Antropoceno: Época do Quaternário?

por: Érika C.N. Silva e Caio A.M. dos Santos –

O debate acalorado que traz para o centro do palco a extensão das ações humanas no espaço e no tempo.


Os avanços e descobertas científicas ocorrem a partir de uma gama de fatores que não são, de forma alguma, descontextualizados de seus recortes espaço-temporais. A velocidade, por exemplo, com a qual uma ideia pode ser amplamente difundida, debatida, aceita ou criticada pode ser uma das principais marcas dos tempos atuais. O que há décadas requeria muito mais tempo para ser traduzido e incluído em variados espaços de debate, hoje a distância espaço-temporal muitas vezes se restringe a um clique. E não é à toa, portanto, que uma ideia/conceito como o Antropoceno possui tantos matizes capazes de fazer cientistas do mundo inteiro e de diferentes áreas do conhecimento debaterem e produzirem conhecimento. E consenso para esse tema está longe de ser alcançado e mesmo desejado, visto que é na complexidade do debate que se está pensando, analisando, reinterpretando e abrindo múltiplas possibilidades de compreensão da relação sociedade-natureza, que está no cerne da discussão do Antropoceno.

O que está em pauta?

Afinal, como falar de uma nova época geológica relativa à agência humana sem colocar em debate questões como por exemplo:

1) As modificações causadas pelo ser humano na Terra são capazes de justificar a definição de uma nova época geológica?

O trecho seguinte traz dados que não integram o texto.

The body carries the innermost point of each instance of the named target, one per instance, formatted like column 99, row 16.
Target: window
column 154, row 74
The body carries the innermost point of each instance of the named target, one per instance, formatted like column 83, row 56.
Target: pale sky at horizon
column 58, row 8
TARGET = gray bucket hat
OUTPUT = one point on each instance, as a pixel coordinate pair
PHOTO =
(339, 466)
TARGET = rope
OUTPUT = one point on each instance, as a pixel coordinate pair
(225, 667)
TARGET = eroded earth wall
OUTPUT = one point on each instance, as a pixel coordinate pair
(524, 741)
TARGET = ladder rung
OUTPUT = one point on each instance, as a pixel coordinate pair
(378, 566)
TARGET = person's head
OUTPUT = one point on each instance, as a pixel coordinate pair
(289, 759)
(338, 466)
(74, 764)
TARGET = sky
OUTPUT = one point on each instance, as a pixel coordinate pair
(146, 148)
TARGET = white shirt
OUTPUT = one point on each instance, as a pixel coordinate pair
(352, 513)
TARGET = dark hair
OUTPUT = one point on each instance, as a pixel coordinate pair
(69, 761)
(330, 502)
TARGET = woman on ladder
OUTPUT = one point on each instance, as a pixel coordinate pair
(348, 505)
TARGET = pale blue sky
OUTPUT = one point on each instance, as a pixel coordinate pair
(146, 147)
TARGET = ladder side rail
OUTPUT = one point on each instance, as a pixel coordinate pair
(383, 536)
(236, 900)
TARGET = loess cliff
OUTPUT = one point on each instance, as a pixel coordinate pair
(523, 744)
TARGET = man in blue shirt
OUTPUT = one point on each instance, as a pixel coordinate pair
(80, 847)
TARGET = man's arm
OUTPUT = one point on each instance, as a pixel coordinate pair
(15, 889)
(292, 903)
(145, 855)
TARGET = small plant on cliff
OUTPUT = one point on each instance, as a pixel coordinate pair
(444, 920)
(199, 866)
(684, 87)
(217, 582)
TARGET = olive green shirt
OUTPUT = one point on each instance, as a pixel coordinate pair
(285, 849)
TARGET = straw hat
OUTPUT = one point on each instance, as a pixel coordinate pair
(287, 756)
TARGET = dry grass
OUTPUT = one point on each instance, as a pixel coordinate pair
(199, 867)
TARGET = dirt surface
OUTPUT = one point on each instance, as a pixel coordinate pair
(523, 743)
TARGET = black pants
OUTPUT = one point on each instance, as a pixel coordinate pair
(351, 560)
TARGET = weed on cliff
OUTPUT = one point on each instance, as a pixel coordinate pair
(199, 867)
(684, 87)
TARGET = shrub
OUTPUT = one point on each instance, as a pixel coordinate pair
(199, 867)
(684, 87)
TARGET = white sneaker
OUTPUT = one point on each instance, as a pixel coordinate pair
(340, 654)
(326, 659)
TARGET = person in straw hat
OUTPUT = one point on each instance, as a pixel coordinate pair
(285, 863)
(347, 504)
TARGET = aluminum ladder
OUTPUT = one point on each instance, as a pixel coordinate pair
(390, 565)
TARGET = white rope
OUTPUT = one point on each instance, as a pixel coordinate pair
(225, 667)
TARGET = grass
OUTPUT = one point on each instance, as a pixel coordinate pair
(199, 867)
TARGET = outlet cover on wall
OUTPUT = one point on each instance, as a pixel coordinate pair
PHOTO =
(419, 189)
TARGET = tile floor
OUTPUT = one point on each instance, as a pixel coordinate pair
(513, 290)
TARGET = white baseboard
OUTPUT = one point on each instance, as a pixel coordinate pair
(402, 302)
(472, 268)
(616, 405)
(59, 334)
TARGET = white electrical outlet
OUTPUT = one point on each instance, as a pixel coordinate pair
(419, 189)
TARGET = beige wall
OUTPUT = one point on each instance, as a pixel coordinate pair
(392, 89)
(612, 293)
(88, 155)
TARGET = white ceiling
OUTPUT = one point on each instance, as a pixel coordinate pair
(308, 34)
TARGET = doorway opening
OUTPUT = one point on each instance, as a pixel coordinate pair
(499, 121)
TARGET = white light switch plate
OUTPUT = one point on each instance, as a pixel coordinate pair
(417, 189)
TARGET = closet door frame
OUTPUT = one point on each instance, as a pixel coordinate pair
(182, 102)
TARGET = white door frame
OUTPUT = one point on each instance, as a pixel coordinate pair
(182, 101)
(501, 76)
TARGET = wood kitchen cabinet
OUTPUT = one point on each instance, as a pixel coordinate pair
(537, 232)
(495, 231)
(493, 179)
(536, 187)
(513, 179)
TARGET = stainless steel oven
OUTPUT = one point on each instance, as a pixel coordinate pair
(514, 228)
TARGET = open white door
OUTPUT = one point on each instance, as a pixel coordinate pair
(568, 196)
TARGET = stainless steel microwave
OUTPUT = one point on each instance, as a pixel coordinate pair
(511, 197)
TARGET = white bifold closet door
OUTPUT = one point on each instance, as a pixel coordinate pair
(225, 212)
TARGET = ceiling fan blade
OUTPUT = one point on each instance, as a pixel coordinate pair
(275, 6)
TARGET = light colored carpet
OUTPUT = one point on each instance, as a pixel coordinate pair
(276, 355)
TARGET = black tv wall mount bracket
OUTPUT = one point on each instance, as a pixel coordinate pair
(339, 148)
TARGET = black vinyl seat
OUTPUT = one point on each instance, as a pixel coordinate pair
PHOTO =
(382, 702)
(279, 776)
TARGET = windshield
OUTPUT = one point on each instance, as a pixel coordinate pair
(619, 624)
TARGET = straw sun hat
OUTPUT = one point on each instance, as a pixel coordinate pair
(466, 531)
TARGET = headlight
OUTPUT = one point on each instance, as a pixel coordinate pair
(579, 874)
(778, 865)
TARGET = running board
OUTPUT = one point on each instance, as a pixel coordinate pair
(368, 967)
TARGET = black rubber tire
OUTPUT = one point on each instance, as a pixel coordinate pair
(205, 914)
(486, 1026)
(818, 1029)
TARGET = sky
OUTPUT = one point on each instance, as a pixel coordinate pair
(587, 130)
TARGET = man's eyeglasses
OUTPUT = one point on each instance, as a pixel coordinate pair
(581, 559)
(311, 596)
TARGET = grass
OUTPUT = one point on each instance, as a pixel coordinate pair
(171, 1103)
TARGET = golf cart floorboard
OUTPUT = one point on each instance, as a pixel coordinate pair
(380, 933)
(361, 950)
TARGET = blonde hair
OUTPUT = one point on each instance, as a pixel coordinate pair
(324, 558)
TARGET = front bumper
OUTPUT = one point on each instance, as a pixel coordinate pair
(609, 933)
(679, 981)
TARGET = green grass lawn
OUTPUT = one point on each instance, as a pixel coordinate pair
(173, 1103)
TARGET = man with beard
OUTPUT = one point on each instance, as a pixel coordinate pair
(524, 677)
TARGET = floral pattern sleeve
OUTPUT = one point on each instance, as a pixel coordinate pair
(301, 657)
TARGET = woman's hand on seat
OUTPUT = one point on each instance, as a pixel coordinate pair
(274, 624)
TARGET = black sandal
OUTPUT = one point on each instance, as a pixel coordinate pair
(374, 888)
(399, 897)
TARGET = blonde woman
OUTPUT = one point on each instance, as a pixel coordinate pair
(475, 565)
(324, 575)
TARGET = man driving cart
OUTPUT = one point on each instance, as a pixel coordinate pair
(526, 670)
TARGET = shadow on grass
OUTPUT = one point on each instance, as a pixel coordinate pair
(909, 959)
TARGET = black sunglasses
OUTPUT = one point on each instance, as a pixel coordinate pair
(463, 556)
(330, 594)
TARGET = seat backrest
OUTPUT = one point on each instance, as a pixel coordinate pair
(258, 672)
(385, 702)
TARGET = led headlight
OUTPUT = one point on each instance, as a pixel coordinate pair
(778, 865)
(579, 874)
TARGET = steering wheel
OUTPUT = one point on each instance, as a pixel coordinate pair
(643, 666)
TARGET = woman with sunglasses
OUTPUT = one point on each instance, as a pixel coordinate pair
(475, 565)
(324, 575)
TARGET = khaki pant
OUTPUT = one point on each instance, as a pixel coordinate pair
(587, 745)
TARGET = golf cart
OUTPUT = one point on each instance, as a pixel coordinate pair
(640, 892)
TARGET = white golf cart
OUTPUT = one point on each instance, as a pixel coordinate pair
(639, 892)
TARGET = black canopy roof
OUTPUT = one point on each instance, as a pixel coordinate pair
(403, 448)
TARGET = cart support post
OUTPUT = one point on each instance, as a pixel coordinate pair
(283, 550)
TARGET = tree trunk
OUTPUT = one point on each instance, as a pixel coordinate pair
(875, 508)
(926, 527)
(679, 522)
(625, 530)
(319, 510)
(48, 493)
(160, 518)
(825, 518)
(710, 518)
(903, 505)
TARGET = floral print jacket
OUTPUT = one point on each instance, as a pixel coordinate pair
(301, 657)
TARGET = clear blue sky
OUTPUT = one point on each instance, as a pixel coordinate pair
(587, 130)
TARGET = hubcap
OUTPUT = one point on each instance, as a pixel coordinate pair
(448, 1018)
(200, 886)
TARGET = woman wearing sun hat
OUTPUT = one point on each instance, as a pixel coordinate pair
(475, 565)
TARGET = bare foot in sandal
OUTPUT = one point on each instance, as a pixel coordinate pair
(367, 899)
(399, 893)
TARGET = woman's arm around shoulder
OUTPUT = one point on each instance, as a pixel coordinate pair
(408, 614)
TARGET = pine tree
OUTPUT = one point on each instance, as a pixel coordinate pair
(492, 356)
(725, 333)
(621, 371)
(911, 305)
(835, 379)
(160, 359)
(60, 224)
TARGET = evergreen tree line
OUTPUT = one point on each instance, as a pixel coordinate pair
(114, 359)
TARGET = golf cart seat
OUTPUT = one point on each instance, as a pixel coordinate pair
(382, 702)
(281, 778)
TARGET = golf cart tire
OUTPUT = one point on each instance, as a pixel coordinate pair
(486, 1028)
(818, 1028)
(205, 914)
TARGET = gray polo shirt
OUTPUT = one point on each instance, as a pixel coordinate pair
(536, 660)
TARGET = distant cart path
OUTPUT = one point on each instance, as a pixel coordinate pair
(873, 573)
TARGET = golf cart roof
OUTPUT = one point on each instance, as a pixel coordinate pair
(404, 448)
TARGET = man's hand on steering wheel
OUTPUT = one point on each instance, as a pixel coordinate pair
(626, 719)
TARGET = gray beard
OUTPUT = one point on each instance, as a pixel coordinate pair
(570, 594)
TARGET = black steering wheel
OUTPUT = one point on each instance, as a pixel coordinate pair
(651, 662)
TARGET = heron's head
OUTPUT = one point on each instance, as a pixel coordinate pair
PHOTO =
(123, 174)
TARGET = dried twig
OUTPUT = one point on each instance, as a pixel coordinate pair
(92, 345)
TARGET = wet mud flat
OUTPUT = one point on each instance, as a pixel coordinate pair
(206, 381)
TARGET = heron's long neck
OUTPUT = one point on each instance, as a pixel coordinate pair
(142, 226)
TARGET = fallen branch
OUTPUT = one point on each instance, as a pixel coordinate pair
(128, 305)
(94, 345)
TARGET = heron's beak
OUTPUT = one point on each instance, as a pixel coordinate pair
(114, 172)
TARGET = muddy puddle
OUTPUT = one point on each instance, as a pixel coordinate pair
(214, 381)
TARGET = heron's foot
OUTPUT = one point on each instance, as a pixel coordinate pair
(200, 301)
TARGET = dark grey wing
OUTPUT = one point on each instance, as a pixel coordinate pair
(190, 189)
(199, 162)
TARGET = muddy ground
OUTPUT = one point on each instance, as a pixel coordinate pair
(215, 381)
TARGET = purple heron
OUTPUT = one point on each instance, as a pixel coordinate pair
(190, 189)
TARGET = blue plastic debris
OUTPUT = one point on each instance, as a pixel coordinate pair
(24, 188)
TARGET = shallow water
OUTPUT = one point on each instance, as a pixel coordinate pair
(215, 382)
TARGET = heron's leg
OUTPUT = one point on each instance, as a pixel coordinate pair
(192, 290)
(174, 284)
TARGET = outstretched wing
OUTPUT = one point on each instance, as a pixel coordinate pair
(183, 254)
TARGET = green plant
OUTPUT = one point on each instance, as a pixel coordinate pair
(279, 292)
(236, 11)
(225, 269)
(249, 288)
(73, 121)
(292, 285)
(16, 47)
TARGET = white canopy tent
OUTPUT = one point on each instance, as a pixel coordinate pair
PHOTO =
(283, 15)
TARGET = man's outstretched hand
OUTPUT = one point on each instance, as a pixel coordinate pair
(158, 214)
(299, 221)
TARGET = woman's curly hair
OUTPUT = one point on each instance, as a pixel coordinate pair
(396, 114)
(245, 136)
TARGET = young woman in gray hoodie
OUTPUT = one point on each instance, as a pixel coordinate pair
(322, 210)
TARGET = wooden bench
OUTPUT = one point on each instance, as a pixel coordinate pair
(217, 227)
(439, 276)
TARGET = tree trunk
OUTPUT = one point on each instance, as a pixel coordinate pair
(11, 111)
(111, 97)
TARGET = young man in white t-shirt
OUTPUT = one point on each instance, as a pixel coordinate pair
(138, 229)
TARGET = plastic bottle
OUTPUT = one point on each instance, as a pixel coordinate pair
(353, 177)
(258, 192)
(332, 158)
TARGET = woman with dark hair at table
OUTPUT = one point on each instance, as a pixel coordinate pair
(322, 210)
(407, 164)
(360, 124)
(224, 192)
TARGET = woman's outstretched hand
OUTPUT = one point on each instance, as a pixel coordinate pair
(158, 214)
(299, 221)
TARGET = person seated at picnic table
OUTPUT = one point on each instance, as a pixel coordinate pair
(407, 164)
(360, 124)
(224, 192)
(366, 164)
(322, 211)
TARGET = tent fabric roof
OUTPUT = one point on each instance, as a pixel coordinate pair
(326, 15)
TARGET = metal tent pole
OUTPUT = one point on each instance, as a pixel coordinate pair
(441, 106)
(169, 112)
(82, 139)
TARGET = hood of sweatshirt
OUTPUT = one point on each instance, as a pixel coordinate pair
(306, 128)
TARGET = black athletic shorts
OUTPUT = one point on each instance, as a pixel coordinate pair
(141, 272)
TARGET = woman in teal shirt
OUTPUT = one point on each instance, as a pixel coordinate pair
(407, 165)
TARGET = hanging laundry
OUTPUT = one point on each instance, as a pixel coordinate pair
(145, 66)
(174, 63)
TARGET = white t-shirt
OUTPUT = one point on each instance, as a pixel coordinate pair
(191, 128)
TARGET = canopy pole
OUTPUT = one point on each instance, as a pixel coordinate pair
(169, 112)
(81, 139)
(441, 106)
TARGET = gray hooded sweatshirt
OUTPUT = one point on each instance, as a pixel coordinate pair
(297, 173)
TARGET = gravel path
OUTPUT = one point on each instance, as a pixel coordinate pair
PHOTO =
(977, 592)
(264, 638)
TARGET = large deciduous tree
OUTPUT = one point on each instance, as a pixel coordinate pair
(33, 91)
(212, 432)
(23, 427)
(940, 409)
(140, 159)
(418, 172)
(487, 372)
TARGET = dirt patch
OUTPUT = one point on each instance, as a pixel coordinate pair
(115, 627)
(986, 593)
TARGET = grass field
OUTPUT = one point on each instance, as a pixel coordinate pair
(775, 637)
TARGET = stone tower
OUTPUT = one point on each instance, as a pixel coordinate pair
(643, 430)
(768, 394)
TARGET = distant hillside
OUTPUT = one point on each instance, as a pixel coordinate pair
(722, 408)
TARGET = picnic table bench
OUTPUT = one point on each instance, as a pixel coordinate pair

2) Se sim, qual seria o marco espaço-temporal desse novo “recorte” no tempo geológico?

3) Ao falar de “ser humano” não há a necessidade de especificar quem é esse humano (de qual classe social, de onde, com qual real capacidade de interferência nos processos naturais, com qual real intensão, etc.)?

4) O reconhecimento de uma nova época geológica é capaz de suscitar debate sobre a nossa própria sociabilidade e os possíveis rumos que a humanidade deverá trilhar?

5) Se sim, não é desejável discutir, também, as reais causas das alterações, digamos, negativas (porque negativas para alguém, talvez não para todos)? Essas são poucas das muitas questões postas.

Representação artística de edifícios modernos compondo uma coluna estratigráfica – A estratigrafia é o ramo da geologia que estuda os estratos ou camadas de rochas, com o objetivo de compreender sua formação. Uma coluna estratigráfica explicita a relação cronológica das rochas de uma região, evidênciando o empilhamento das diferentes unidades litológicas. Imagem: Diego F.T. Machado, com uso da ferramenta DALL-E2

O Antropoceno em foco

Em termos de uma nova época geológica, o trabalho do Anthropocene Working Group está, como se diz, a todo vapor. Veículos importantes de divulgação da ciência mundial, como a Science e a Nature têm possibilitado a divulgação dos trabalhos, e mesmo contrapontos a eles. Aqui apresentaremos algumas das principais linhas do debate posto em termos do Antropoceno pelo viés geológico.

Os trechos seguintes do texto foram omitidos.